Please excuse the following rant regarding the latest episode of Disney’s ‘The Mandalorian’. If ‘Star Wars’ isn’t your thing, you might want to skip this one. Carry on, and stay blessed!
It’s been a while since I last wrote about Disney’s new “favorite son,” The Mandalorian. And, honestly, that’s because Chapters 6, 7, and 8 of season one were quite spectacular — and on top of that the opening episode of season two was probably the best of the series so far. I guess you could say I was optimistic that things would start to fall into place with this show. Then we’d start to get somewhere with Baby Yoda and why he’s so important and why the Empire is after him (and how he wound up on that secluded desert planet in the first place!). There were indications that after a meandering first season, “stuff” that actually mattered would start to happen.
But, alas, Chapter 11 — titled, “The Heiress” — arrived on Friday (S2:E3) and, unfortunately, it’s just more of the same. You could literally reduce the plot of every episode of The Mandalorian to the exact same formula: Mando goes to another remote planet in order to find some more information about the Foundling (a.k.a., Baby Yoda) only to come across someone who knows something but they won’t help Mando until Mando helps them. That’s it, that’s the show. Insert new places and new faces into that formula and you’ve essentially recreated all eleven chapters of the series so far. This recipe is more than a little wearisome at this point.

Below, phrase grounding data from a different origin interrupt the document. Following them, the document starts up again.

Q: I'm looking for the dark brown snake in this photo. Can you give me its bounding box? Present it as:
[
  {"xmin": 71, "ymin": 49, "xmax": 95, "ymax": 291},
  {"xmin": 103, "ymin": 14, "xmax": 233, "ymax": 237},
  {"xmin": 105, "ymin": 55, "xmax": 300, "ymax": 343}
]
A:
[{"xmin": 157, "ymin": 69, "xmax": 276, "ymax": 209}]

But, to be honest, that’s not what frustrates me the most about this show. The most frustrating aspect of The Mandalorian is its incessant need to be driven by Star Wars lore. Chapter 11 is, perhaps, the prime example of this annoying way to tell a story. The episode’s runtime is just over 35 minutes. But there are enough plot points and story beats to fill a 90-minute movie. It feels so rushed. It’s like listening to a podcast on the “x2” setting. You get what’s going on but you miss a ton of details in the meantime. Elements that should be developed are glossed over for the sake of time, or something. Again, this was a gripe I had with season one: the episodes are too short. They don’t allow you to get invested in anything that’s happening on the screen. Yet, at the same time, the show-runners want you to be invested, especially in Mando and Baby Yoda. But everyone else feels more than a little extraneous.
The prevailing pitfall of The Mandalorian so far, however, remains the show’s intrinsic proclivity to suggest or outright include characters, narratives, and entire plots from other Star Wars stories and properties. Joshua Rivera, writing for The Verge, articulated well this predicament:
The tension between The Mandalorian’s desire to be a Western and the burden of its Star Wars pedigree is one of the most interesting things about it — specifically the way it refuses to cater to its family’s tropes. The spare dialogue and absence of space dogfights and Jedi are hallmarks of the show and are what make it fun to watch and perennially accessible. It’s one of the few bits of event television that delights in episodic storytelling.
In 2020, this is the most surprising thing about The Mandalorian: it’s not yet interested in hyping up a spinoff series, in furthering the complex mythology of Star Wars with plot twists and supplementary materials. That’ll change, and probably soon.
If only Mr. Rivera knew how prophetic those last words were since it seems as though the creators of The Mandalorian are more interested in cramming as many allusions and “Easter eggs” into the show than they are in actually crafting a compelling and “perennially accessible” narrative. The more self-referential The Mandalorian becomes, the less inviting it becomes. I shouldn’t have to read or watch some other property in order to be fully invested in whatever’s going on. That’s lazy writing. Passive storytelling.
Over at The Ringer, Ben Lindbergh claims that Chapter 11 expanded the universe and “broadened the scope” of Mando’s storytelling by introducing “cherished characters from ‘Star Wars’ lore.” And perhaps that is true, in one sense. But tying The Mandalorian’s narrative into whatever else is going on in whatever Star Wars cartoon is currently airing keeps this universe extremely narrow. This is supposed to be a vast galaxy “far, far away,” populated with untold worlds and creatures and people and lives. Yet, we keep seeing the same people and planets over and over again in regurgitated plots and stories. Enough with this timeline. Enough with this corner of the galaxy.
The Mandalorian was originally touted as this new piece of Star Wars IP that would be entirely different from anything else we’ve seen before. But I guess that was just a smokescreen. The allure of “lore” is just too much, I suppose. But even still, the less like Star Wars Mando is, the better it is.
Sorry, I just needed to get that off my chest. Thanks for listening. Back to regular programming.